Des actions idoines pour lutter contre le phénomène
Pour lutter contre la dégradation des terres, Dr. Bachirou Bodo a estimé que les actions à mener doivent être intégrées, combinant des mesures techniques, institutionnelles et communautaires, afin de restaurer la productivité des terres et renforcer la résilience des populations.
Autrement, il faut adopter des pratiques de gestion durable des terres. Pour lui, la gestion durable des terres représente un levier fondamental dans la lutte contre la dégradation.
Elle repose sur l’adoption de pratiques agricoles adaptées aux conditions agroécologiques locales telles que: les techniques de conservation des eaux et des sols ( zaï, cordons pierreux, demi-lunes, banquettes) ; la restauration de la fertilité des sols par l’utilisation de la fumure organique et du compost. La valorisation agroécologique des déchets pré et post consommation en biofertilisants (compost, bokashi et biochar) ; le mulching ou le paillage comme, la jachère, améliorent la valorisation du système paysan et des semences adaptées aux conditions pédoclimatiques ; l’agroforesterie et la régénération naturelle assistée (RNA), favorisant la protection des sols et l’amélioration de la productivité.
Il faut aussi lutter contre la désertification et restauration des terres dégradées. « Des actions spécifiques de restauration écologique sont nécessaires pour inverser les processus de dégradation, notamment: le reboisement et l’enrichissement des formations végétales ; la fixation des dunes par des espèces adaptées ; la réhabilitation des terres dégradées à travers des travaux de récupération des sols. Ces actions contribuent à la reconstitution du couvert végétal et à la stabilisation des sols » a-t-il dit avec conviction.

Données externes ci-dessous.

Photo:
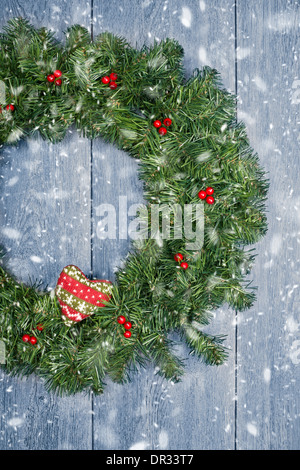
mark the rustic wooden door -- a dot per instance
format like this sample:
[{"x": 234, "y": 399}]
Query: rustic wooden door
[{"x": 49, "y": 200}]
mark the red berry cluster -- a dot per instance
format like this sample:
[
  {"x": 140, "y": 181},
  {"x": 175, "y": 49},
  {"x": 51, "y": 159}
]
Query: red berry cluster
[
  {"x": 207, "y": 195},
  {"x": 161, "y": 129},
  {"x": 183, "y": 264},
  {"x": 127, "y": 325},
  {"x": 55, "y": 77},
  {"x": 111, "y": 80},
  {"x": 32, "y": 339},
  {"x": 9, "y": 107}
]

Une gestion rationnelle de l’eau est essentielle pour réduire les formes de dégradation liées à l’érosion et à la salinisation. Elle inclut l’amélioration des systèmes d’irrigation et de drainage ; la maîtrise du ruissellement et la recharge des nappes phréatiques ; la protection des bassins versants et des zones humides. « L’implication des communautés locales est un facteur clé de succès. Les actions doivent viser: la formation et la sensibilisation des producteurs aux pratiques durables ; la valorisation des savoirs locaux ; la participation active des populations à la gestion des ressources naturelles » a-t-il estimé.
« Enfin, la mise en œuvre de politiques publiques cohérentes est indispensable pour soutenir les actions de terrain. Cela comprend: l’application effective des politiques de gestion durable des terres ; l’intégration de la lutte contre la dégradation des terres dans les stratégies nationales de développement ; la coordination entre les acteurs institutionnels, techniques et financiers. Et la diversification des sources de revenus constitue une stratégie importante pour réduire la pression sur les terres, à travers: le développement d’activités génératrices de revenus non agricoles ; la promotion de systèmes de production résilients au climat ; l’accès au financement et aux technologies adaptées » a-t-il conclu.
La terre est une source vitale. Ainsi pour lutter contre la dégradation des terres, il est plus qu’urgent d’intensifier les activités de conservation des sols, de boisement et reboisement. Autrement, il faudrait prendre des mesures correctives, pour préserver la productivité des terres et réhabiliter les terres arides ayant subi une forte dégradation.